After waiting nearly two years for the second instalment of Mindhunter, this new season packs a serious punch, being equal parts impressive and traumatising. The unpredictable genius, Holden Ford (Jonathan Groff) and his mismatched partner, the hard-line mentor Bill Tench (Holt McCallany), return as mismatched FBI partners. Aided by the rigid intellectual, Dr Wendy Carr (Anna Torv), the trio continue to relentlessly push the boundaries of examining imprisoned serial killer’s psychology in the hope of catching one red-handed. Between director David Fincher’s chilling aesthetic (who sets the tone with the first three episodes of the season) and a storyline as raw as sandpaper, you can’t help but place season two among the certified binge-worthy.
Netflix has always had it’s finger on the pulse when it comes to the timely subject matter of their originals but hasn’t always been known how to produce shows that can comfortably sustain their own growing pains. Season One wisely exploited society’s reinvigorated fascination with the dangerous and deranged, exposing us to their minds in a way we had never seen. Season Two explores much of the same while bringing something new to the table for viewers to sink their teeth into. Most notably, the harrowing soul exploration of Tench and Dr. Carr. While Tench’s arc focuses on tragedy that plagues his home life, Dr. Carr’s explores her new-found, complicated relationship. Though distinct, they are simultaneously shaped by each of their colleagues’ desires and faults which starkly echoes the events that occur in their careers. These elements help show that Mindhunter can bring the serial as well as the killer, and begin to develop its characters.
At the beginning of the season, a shell-shocked Holden Ford quickly shakes off his mental health woes with the introduction to his new boss, Director Gunn (Michael Cerveris), who swiftly sets him back to what he’s best at, hunting. Caution is thrown to the wind, in a similar vein to Holden and Tench, resuming their fascinating interviews country-wide. The much-anticipated interview with Charles Manson (Damon Herriman) did not disappoint. Sporting the same role in Quentin Tarantino’s newest film, Once Upon A Time In Hollywood, it’s clear that Herriman has mastered Manson’s identity down to a tee, making you even momentarily ask yourself, “maybe he was just misunderstood this entire time” – just momentarily.
Holden and Tench’s work eventually brings them to the city of Atlanta, Georgia to interview one of their participants. While here, Ford is approached by a woman with an issue that at first looks like a case for local law enforcement, but quickly spirals into something more sinister that Holden is compelled to see through. What Holden doesn’t expect is the mountain of obstacles in his way, from the FBI, to the city’s locals, and various political forces.

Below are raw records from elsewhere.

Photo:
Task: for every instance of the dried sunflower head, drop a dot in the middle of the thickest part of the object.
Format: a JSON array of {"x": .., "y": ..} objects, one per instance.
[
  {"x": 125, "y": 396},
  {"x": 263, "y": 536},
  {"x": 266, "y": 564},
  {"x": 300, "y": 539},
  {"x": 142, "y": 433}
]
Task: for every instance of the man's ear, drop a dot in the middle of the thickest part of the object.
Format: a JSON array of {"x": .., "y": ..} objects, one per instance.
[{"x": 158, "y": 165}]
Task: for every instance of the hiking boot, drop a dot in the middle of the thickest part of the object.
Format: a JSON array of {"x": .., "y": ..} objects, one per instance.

This season is rife with the blatant social commentary of the era. After all, it’s no secret that life in America in the late 1970s and early 1980s was still very difficult for women and people of colour due to many systemic shortcomings. The trio’s endeavour to detail psychopaths and battle bureaucracy holds a mirror to society, revealing its worst aspects to the world. The result of this work causes complicated and riveting outcomes and it’s this depth that further curbs Mindhunter’s growing pains.
Having been greenlit for five seasons all up, one can confidently speculate where this series is heading. The BTK Killer (Sonny Valicenti) is still laying his path of sadistic bloodshed and won’t be caught until 2005, giving the show over two decades to work with as it’s assumed we will eventually watch him being caught.
There is also much work to be done when it comes to the behavioural profiling of serial killers, with the team only touching the tip of the iceberg. This season also gave a strong sense that Tench’s child may have a mind that Tench himself is helping to hunt down, which could make for a tragic climax. However, since the real Tench didn’t have a child nearly as screwed up in real life, and that both partners retired from the FBI years before BTK was caught, the show will probably eventually become less based in truth as we continue to see the characters – something that the show’s success is attributed to. While this may be the case in the future, for now, Mindhunter has kept its signature sizzle. Season 2 is best served in one sitting.